Rhythm of the Rain

For Generation X'ers, The Gathering was the millennium party not to be missed. With up to 10,000 revellers descending on Takaka Hill the predictions of mayhem were rife until the rain began to fall and fall and fall... Press reviewer Sharon McIver was among the wet bodies warding off hypothermia with constant movement.
So where were you when the clock ticked over from one millennium to the next? It is a question that we're likely to be answering for the rest of our lives, so with this in mind I took myself off to one of the few places - and the only one with more than a dozen people present - where I could imagine myself being able to forget about the hype and hoopla associated with the big event, and just enjoy.
The place where a year ago I had discovered a love of camping, a love of dance music, and most surprising, a love of New Year - The Gathering.
I imagined spending that unavoidable nigt blissfully circulating around the seven dance zones, finding just the right sounds to match my mood, and combating the effects of extended dancing by taking in an outdoor movie.
Just before dawn I would make my way to the peaceful tribal zone where I would watch the sun come up to the primitive beats of hand-made drums.
How very different it was. December 31 dawned wet and bloody miserable. A collection of tents, portaloos and dirt tracks lapped by widening pools of water and the rain showing no signs of letting up. I was struck by the irony of the situation. All the organisation in the world (and The Gathering was very organised) is no weapon when the gods get bored by our self-obsession with mortal time and decide to amuse themselves at our expense.
Strangely, though (or maybe because) my New Year celebrations were so vastly different to how I had envisaged them, I suspect that they will hold even greater significance over years to come.
When the music stopped shortly after midnight - which only seconds before had been pounding out of each of the main zones - I initially wondered if, in a truly perverse fashion, the Gathering people had decided to celebrate the moment with a minute's silene, but the real reason soon became clear.
And when it did, it sent a shockwave of recognition from the top of my rain-drenched head right through to my mud-encased toes. The promised midnight surprise was a beautifully performed karakia and waiata broadcast through all the speakers.

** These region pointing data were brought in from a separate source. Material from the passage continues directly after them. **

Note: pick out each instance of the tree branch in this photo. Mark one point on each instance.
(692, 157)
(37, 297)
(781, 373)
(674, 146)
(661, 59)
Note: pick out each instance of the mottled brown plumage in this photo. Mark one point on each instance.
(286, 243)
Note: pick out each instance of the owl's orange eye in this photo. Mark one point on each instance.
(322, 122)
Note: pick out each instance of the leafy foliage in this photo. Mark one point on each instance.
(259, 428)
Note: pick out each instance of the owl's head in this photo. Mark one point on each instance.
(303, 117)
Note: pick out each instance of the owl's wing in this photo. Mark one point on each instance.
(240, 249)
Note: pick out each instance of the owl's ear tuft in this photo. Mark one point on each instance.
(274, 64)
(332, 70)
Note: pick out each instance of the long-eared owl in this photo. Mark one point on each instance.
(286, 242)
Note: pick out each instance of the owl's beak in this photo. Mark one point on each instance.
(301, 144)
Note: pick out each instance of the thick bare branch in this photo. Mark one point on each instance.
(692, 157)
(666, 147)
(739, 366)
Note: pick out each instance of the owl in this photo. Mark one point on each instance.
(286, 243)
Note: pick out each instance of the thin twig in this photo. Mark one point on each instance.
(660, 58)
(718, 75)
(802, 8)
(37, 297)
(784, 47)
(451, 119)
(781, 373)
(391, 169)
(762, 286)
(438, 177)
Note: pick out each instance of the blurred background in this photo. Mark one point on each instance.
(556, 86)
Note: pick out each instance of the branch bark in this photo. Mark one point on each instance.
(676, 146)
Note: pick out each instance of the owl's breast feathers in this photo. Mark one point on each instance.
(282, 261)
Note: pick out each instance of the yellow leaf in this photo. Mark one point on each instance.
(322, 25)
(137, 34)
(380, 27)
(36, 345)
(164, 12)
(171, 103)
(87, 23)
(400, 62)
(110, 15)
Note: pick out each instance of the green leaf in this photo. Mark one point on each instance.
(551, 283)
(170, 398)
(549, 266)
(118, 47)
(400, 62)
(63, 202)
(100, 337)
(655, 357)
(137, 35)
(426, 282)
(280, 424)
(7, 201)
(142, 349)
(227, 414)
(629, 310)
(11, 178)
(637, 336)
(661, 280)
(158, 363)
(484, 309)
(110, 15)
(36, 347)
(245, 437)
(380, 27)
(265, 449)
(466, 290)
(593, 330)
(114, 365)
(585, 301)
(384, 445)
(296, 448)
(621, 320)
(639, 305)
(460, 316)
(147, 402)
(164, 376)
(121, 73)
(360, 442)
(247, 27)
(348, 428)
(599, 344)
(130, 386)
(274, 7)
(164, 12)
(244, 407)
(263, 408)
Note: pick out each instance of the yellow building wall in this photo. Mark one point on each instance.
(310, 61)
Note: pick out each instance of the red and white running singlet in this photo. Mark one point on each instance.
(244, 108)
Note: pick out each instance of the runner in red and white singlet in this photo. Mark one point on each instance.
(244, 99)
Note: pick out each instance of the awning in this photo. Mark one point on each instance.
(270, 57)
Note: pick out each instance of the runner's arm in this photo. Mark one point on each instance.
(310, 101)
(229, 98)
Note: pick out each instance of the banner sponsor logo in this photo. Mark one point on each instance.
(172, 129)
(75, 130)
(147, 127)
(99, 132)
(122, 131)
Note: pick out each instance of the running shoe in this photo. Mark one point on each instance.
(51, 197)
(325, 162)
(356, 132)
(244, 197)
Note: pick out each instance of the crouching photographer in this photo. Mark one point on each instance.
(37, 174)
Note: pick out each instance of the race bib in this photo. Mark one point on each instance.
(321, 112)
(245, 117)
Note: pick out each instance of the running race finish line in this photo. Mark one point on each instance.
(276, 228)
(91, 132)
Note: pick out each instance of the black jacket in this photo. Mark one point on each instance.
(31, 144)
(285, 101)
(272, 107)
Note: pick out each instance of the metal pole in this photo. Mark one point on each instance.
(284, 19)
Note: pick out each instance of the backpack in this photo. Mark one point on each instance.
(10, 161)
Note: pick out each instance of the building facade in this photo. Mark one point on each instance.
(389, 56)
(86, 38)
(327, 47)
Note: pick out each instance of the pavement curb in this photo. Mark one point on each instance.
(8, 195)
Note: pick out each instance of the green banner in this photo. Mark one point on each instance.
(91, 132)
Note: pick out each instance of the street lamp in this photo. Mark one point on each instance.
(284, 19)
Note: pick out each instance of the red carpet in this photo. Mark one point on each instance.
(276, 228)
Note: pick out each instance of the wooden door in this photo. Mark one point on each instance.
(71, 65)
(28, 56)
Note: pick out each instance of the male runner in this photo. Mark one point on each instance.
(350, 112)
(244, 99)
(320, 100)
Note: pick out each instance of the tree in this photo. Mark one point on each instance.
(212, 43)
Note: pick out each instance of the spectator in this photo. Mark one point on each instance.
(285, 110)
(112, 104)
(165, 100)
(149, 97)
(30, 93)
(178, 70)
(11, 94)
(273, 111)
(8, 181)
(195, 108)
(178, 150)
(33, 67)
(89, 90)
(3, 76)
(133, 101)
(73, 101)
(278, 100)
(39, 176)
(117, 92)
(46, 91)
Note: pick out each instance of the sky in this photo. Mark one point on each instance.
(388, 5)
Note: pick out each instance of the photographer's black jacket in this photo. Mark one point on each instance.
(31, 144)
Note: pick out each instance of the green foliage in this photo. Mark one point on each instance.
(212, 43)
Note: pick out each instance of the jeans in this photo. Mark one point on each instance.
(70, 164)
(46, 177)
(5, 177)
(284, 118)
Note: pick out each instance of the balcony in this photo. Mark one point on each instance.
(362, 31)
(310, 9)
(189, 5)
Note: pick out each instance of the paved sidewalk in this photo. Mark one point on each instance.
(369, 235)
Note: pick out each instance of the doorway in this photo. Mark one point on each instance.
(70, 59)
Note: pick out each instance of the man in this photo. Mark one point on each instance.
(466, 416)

The poignancy was tangible - here in the midst of one of the most beautiful areas in the country at the most talked-about moment of time for decades (past and future) was a reminder of the importance of the land.
And the land itself was putting paid to any grandiose man-made ideas of self-importance.
As I left The Gathering a day early because of the rain (eventually the whole party wound up with the mass evacuation of more that 300 muddy people in various stages of exposure [see note 1]) I experienced a simiar sense of self-awareness as I had the year before. But whereas last year's experience had been about freeing inhibitions and simply enjoying the moment, this time I came away with a heightened sense of insouciance and a wariness of doing battle with circumstances completely beyond my control.
In the future, when asked how I spent the first minutes of the new millennium, I will be reminded of just how insignificant in the greater scheme of things human beings really are.
As for The Gathering, all the rain in the world could not put me off, and it remains at the top of my list of things to do this time next year.
WebEd's corrections
note 1
This is inaccurate reporting. Approximately 300 people left The Gathering site on January 2 on buses, as they had always planned to do. We provide a bus service between both Nelson & Motueka and The Gathering site for people who do not have their own vehicles. This year, around 300 people chose to use that service. They were not evacuated and the situation was never an emergency, they were simply leaving.
We took 40 Gatherers suffering from mild hypothermia to Motueka Salvation Army hall where they were checked out by St John Ambulance staff, and given food and warm clothes before being taken to Nelson College for the night. We took these Gatherers off the hill BEFORE their situation became serious.